The U.N. envoy for South Sudan on Friday urged all parties to the country’s September peace agreement to maintain momentum to end a five-year conflict, warning that if peace efforts falter the African nation could again be engulfed in serious violence.
David Shearer told the Security Council there are just over two months left before the political transition called for in the agreement begins and “progress has been slow.”
He pointed to “fundamental issues still to be resolved” including determining the number and borders of states, forming an armed force to be deployed in the capital Juba and major towns to provide security for returning opposition leaders, and drafting a new constitution.
“I want to stress: there is no Plan B. There is only Plan A — this agreement — and this path forward,” Shearer said. “The cost of failure is unthinkable.”
There were high hopes that South Sudan would have peace and stability after gaining its independence from neighbouring Sudan in 2011. But it plunged into ethnic violence in December 2013 when forces loyal to President Salva Kiir, a Dinka, started battling those loyal to Riek Machar, his former vice-president who belongs to the Nuer people.
Fighting has killed almost 400,000 people, displaced over four million and left more than 7 million — two-thirds of the population — “severely food insecure” and in need of humanitarian aid.
Many peace agreements have failed, but since the September deal was signed, the previously warring parties have been trying to rebuild trust.
The transitional government is scheduled to take over on May 13, Shearer said, and the vice-presidents, including the First Vice-President Riek Machar, should have taken up their roles.
Shearer pointed to four positive changes since the September agreement: Opposition politicians are moving freely around Juba; over 70 meetings have been held across the country between the government and opposition; there has been a significant drop in levels of political violence; and people are expressing a willingness to return home for the first time in three years.
Though a relatively low number, he said, an estimated 135,000 refugees have already returned home.

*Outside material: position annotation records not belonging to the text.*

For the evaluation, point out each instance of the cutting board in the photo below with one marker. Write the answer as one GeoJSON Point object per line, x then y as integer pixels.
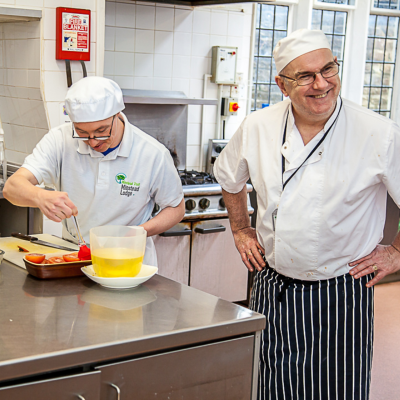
{"type": "Point", "coordinates": [13, 255]}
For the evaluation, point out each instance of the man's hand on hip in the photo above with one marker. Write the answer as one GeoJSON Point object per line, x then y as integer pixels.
{"type": "Point", "coordinates": [250, 250]}
{"type": "Point", "coordinates": [384, 260]}
{"type": "Point", "coordinates": [56, 205]}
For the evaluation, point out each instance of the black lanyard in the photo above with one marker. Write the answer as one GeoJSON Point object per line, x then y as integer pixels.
{"type": "Point", "coordinates": [312, 151]}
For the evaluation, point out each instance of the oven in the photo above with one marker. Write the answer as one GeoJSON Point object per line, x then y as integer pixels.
{"type": "Point", "coordinates": [200, 251]}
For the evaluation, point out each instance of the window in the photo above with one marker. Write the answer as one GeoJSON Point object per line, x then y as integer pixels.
{"type": "Point", "coordinates": [380, 63]}
{"type": "Point", "coordinates": [333, 24]}
{"type": "Point", "coordinates": [388, 4]}
{"type": "Point", "coordinates": [342, 2]}
{"type": "Point", "coordinates": [271, 26]}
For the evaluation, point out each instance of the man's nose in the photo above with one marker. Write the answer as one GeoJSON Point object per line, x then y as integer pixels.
{"type": "Point", "coordinates": [92, 142]}
{"type": "Point", "coordinates": [320, 82]}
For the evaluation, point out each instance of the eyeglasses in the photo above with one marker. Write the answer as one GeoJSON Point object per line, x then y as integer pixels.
{"type": "Point", "coordinates": [308, 79]}
{"type": "Point", "coordinates": [94, 137]}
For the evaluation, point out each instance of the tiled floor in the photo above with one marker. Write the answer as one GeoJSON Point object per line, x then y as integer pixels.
{"type": "Point", "coordinates": [386, 362]}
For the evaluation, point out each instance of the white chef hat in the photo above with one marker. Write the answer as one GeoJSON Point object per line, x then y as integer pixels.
{"type": "Point", "coordinates": [93, 99]}
{"type": "Point", "coordinates": [298, 43]}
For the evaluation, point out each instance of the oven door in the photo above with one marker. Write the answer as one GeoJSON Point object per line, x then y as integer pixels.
{"type": "Point", "coordinates": [216, 266]}
{"type": "Point", "coordinates": [173, 252]}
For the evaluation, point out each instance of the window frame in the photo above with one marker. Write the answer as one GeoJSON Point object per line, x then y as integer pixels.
{"type": "Point", "coordinates": [383, 11]}
{"type": "Point", "coordinates": [285, 3]}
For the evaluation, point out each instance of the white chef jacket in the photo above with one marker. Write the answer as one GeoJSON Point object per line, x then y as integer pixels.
{"type": "Point", "coordinates": [93, 181]}
{"type": "Point", "coordinates": [333, 210]}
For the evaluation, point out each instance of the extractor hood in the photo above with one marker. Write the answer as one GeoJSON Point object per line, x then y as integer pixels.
{"type": "Point", "coordinates": [195, 3]}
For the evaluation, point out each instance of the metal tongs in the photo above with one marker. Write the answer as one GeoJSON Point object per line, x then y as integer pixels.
{"type": "Point", "coordinates": [81, 240]}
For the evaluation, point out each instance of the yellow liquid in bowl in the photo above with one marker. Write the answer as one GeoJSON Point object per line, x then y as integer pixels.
{"type": "Point", "coordinates": [117, 262]}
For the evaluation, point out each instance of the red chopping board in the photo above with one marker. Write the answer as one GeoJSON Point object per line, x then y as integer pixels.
{"type": "Point", "coordinates": [13, 255]}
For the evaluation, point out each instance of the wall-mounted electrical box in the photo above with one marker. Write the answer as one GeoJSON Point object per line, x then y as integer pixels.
{"type": "Point", "coordinates": [223, 66]}
{"type": "Point", "coordinates": [72, 34]}
{"type": "Point", "coordinates": [229, 106]}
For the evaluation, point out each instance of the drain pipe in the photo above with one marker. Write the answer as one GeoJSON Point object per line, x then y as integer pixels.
{"type": "Point", "coordinates": [206, 77]}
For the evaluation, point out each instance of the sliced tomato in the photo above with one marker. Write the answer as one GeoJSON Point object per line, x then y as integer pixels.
{"type": "Point", "coordinates": [22, 249]}
{"type": "Point", "coordinates": [84, 253]}
{"type": "Point", "coordinates": [72, 257]}
{"type": "Point", "coordinates": [35, 257]}
{"type": "Point", "coordinates": [56, 260]}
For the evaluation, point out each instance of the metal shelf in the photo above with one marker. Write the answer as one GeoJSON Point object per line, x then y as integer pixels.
{"type": "Point", "coordinates": [132, 96]}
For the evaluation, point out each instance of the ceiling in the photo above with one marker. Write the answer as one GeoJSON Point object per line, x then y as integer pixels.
{"type": "Point", "coordinates": [202, 2]}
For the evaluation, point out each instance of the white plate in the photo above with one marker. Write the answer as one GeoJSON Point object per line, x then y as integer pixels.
{"type": "Point", "coordinates": [146, 272]}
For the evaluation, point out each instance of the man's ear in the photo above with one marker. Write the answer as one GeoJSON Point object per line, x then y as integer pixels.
{"type": "Point", "coordinates": [281, 83]}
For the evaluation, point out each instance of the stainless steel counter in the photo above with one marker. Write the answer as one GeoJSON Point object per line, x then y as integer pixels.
{"type": "Point", "coordinates": [59, 324]}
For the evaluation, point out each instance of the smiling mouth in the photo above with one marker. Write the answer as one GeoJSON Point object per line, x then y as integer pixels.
{"type": "Point", "coordinates": [321, 96]}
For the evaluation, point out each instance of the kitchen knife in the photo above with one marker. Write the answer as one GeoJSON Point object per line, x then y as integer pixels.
{"type": "Point", "coordinates": [35, 240]}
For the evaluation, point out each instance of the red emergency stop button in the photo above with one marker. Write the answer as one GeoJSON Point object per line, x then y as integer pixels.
{"type": "Point", "coordinates": [233, 107]}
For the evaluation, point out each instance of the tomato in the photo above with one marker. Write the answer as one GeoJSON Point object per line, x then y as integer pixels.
{"type": "Point", "coordinates": [35, 257]}
{"type": "Point", "coordinates": [55, 260]}
{"type": "Point", "coordinates": [22, 249]}
{"type": "Point", "coordinates": [84, 253]}
{"type": "Point", "coordinates": [72, 257]}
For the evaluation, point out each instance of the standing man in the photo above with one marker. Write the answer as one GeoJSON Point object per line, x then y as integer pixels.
{"type": "Point", "coordinates": [322, 167]}
{"type": "Point", "coordinates": [101, 165]}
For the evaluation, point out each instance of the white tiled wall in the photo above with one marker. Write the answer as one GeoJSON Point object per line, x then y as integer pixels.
{"type": "Point", "coordinates": [33, 83]}
{"type": "Point", "coordinates": [21, 105]}
{"type": "Point", "coordinates": [156, 46]}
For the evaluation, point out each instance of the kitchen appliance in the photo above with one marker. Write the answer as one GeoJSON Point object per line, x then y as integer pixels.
{"type": "Point", "coordinates": [200, 250]}
{"type": "Point", "coordinates": [35, 240]}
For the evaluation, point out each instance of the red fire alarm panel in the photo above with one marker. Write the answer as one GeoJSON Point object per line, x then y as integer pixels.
{"type": "Point", "coordinates": [73, 34]}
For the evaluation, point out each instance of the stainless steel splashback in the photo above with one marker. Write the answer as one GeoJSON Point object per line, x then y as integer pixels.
{"type": "Point", "coordinates": [164, 116]}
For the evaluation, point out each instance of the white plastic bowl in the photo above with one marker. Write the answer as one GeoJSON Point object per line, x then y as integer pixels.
{"type": "Point", "coordinates": [144, 275]}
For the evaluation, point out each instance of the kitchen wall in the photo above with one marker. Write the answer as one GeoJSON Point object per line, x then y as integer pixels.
{"type": "Point", "coordinates": [32, 83]}
{"type": "Point", "coordinates": [164, 47]}
{"type": "Point", "coordinates": [21, 104]}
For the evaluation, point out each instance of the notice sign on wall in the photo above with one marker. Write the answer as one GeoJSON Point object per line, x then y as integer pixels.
{"type": "Point", "coordinates": [73, 34]}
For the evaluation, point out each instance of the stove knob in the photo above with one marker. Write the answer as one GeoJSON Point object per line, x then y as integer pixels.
{"type": "Point", "coordinates": [204, 204]}
{"type": "Point", "coordinates": [190, 204]}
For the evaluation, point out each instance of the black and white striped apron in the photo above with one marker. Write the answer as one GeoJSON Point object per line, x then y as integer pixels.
{"type": "Point", "coordinates": [317, 343]}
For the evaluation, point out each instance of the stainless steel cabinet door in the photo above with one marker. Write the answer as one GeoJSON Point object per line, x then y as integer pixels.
{"type": "Point", "coordinates": [216, 266]}
{"type": "Point", "coordinates": [220, 371]}
{"type": "Point", "coordinates": [74, 387]}
{"type": "Point", "coordinates": [173, 252]}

Conversely, Shearer said the timetable set out in the September agreement “is well behind where it should be” and many bodies that have been established are dealing with procedural rather than substantive issues.
“The significant challenge now is to maintain the momentum of the peace process,” Shearer said.
“A peace that falters will generate frustration, anger and a possible return to violence, that could equal that which occurred in 2013 and 2016,” he warned. “We cannot allow that to happen.”
Shearer urged the government, opposition, key outside parties and regional countries that brokered the September agreement to “drive the implementation forward and ensure it is adequately resourced.”
It is critical “to make this agreement a reality for the sake of the people of South Sudan,” he said, because “we are not going to get another chance at this.”
South Sudan’s U.N. Ambassador Akuei Bona Malwal said “peace implementation is progressing slowly but surely,” national dialogues have started, and “the economy is already showing some early stages of recovery.”
He told the council the slow pace of implementing the peace agreement is “due to inadequate funding,” and he expressed hope that some international countries will help.
Malwal also urged the Security Council to join the regional group IGAD and the African Union “to convince those few opposition movements which opted out of signing the agreement to sign and join the peace process.”